Kat looked up the stairs as Emily leaned over the railing in her favorite, worn-thin teddy-bear pajamas. Emily was small and slim with their father’s gray eyes. She’d pulled her dark, shoulder length hair into a ponytail, making her look even younger than her seventeen years. “I saved the message for you. What a jerk. He didn’t even come up with a decent excuse for standing you up.” She frowned. “Have you been working all this time?”
She considered lying. “No, I…went out to dinner.”
“By yourself?” Emily made it sound as if she couldn’t imagine anything worse. She probably couldn’t.
“No, actually, I met someone.” She tried to assure herself that it had been innocent, needing desperately to believe that. He’d just taken advantage of the situation. What man wouldn’t who saw the chance to have dinner with a young woman in a sexy black dress? An honest man. A man with nothing to hide.
“Who was this guy?” Emily asked, coming down the stairs to eye her more closely.

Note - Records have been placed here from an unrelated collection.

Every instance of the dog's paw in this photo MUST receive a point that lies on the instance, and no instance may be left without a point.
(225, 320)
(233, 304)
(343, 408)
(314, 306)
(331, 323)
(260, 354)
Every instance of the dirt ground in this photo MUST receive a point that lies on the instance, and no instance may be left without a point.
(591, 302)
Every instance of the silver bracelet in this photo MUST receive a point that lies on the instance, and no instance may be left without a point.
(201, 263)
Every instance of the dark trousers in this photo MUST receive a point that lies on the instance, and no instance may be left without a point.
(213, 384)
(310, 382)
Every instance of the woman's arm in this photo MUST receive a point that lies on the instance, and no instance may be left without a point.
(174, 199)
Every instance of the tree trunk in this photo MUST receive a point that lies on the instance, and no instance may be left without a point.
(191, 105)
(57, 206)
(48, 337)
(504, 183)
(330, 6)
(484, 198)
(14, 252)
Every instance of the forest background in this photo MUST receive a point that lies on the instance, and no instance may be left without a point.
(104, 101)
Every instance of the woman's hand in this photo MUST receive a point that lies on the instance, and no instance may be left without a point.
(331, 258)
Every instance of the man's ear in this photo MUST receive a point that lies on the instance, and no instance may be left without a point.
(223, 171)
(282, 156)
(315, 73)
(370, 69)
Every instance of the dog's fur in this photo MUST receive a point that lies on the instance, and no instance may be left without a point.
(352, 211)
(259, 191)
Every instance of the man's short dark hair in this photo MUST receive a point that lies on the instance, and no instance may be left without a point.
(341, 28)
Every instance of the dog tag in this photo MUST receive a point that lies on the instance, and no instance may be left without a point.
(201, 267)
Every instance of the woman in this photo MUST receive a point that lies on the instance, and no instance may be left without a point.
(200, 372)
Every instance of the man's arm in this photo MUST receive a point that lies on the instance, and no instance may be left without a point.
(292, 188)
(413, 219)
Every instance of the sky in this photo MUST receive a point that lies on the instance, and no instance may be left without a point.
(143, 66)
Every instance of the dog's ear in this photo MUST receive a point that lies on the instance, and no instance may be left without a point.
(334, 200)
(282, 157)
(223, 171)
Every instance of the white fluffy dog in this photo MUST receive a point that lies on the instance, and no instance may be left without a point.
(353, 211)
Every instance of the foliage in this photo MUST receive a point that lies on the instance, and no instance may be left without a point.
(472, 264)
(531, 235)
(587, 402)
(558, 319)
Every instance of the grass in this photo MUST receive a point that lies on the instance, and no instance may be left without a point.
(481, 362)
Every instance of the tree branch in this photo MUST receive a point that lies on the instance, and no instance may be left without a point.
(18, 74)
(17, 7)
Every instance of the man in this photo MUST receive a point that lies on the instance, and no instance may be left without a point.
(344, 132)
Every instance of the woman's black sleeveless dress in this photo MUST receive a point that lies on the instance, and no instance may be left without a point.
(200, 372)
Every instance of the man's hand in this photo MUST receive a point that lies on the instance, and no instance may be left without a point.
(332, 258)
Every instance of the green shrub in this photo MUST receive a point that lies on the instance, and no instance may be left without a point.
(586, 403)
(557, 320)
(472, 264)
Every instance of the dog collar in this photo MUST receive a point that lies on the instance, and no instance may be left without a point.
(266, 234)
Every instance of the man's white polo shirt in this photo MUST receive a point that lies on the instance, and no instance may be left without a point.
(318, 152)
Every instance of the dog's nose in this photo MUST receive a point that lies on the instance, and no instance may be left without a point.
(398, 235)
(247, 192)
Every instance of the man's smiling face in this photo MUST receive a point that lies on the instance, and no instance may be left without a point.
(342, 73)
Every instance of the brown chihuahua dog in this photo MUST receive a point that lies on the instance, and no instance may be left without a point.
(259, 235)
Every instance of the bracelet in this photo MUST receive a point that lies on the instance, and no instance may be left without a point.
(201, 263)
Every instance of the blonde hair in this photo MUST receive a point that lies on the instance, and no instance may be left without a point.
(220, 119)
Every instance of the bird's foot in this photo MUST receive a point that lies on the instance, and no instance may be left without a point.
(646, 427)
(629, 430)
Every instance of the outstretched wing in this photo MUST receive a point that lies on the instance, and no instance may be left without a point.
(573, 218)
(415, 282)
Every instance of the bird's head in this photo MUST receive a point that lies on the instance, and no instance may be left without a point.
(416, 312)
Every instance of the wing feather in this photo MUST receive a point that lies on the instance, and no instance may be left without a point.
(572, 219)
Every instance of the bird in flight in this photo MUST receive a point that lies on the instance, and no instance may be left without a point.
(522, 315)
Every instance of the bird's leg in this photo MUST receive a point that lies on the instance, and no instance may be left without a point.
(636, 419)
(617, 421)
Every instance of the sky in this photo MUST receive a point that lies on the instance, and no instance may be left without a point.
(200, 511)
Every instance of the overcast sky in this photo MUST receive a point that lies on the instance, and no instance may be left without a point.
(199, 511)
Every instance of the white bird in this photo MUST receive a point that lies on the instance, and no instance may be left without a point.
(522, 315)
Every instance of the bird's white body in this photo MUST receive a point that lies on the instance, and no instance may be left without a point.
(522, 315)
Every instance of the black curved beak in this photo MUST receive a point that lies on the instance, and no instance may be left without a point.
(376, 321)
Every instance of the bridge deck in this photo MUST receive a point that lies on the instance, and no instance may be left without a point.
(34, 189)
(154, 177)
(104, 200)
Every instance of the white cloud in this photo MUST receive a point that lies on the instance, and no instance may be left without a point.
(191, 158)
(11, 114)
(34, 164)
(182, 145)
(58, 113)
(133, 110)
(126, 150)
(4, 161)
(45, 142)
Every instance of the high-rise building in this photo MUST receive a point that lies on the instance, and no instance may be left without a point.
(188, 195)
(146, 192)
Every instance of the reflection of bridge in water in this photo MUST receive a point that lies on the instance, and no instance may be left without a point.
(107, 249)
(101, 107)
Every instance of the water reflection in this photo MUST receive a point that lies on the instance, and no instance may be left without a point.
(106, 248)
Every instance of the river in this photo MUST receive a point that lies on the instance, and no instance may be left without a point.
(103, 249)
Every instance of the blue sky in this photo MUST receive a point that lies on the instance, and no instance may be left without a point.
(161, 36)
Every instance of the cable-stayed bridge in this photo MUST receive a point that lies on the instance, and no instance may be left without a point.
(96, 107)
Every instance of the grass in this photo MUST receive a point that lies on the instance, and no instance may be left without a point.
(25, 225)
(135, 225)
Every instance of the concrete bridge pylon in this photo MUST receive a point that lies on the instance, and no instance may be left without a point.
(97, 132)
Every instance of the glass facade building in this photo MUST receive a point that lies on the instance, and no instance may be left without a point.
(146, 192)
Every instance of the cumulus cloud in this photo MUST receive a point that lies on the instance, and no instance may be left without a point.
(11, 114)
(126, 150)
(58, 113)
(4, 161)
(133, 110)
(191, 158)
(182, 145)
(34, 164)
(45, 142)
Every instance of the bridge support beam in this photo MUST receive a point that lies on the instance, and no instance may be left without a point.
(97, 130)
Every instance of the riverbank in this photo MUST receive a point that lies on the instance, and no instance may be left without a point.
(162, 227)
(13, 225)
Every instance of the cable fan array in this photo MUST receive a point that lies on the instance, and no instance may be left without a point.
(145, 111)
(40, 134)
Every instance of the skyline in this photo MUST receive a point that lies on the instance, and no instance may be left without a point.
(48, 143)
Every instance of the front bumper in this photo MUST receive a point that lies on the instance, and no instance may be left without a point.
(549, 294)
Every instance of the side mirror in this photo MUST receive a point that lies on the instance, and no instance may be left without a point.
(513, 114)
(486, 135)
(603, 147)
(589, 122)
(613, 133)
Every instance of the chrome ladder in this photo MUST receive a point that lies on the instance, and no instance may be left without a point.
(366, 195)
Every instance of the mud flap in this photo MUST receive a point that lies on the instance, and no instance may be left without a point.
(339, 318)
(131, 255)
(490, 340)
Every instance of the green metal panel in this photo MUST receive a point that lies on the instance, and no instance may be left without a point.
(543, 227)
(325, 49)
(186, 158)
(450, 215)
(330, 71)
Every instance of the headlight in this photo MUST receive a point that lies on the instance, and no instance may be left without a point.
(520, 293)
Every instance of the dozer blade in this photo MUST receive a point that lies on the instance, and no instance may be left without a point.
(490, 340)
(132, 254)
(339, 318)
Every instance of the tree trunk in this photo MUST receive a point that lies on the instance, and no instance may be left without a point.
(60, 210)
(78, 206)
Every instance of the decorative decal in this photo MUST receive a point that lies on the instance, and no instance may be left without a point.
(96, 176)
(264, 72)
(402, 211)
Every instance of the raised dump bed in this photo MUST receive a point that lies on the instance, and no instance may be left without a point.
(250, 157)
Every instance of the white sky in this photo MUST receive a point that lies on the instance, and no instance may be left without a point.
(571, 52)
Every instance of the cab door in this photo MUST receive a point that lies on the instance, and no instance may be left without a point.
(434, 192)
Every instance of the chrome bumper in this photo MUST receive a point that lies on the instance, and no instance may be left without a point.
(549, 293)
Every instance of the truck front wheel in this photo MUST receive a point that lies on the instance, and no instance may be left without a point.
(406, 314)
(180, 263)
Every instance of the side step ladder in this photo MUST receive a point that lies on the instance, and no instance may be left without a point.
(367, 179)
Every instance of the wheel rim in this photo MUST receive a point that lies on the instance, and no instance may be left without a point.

Kat wished she’d lied and said she’d worked late. “No one you know,” she said defensively, unable to forget that she’d been attracted to him, a man who lied to her. “I don’t need to have my dates checked out by you.” She flipped off the downstairs light, picked up her black platform heels where she’d dropped them by the door and started up the steps past her sister, hoping that was the end of it.
“As if you don’t give me the third degree about every guy I date,” Emily said, trailing after her.
“That’s different,” Kat said, stopping on the landing. “I’m twenty-three. You’re seventeen and you still have a lot to learn about men.”
Emily rolled her eyes. “As if you’re the authority on men. I’ve dated more this year than you have in your life!” She swept into her room, slamming the door behind her. Emily always had to get in the last word.
Kat stared after her, just wishing the last word hadn’t been the truth. Tonight proved how little Kat knew about men. In spades.
She climbed to her own bedroom on the third floor, not bothering to turn on a light. The room was large with two bay windows on each side and a tiny, railed widow’s walk at the end facing the town green and, past it, Raven’s Cove and the Atlantic. Light filtered in from the pale gray fog.
She dropped her shoes beside the bed and, opening the French doors, stepped out onto the walk into the damp mist, feeling oddly vulnerable. She no longer felt safe—not when she couldn’t trust her judgment any more than she had tonight. Who had she gone to dinner with?
She drew in a breath of the cool, wet night air and looked out at the wisps of mist moving like ghosts through the town green, trying to convince herself that she wasn’t her mother. But more and more when she looked in the mirror, she saw the startling resemblance to the old photographs of her mother.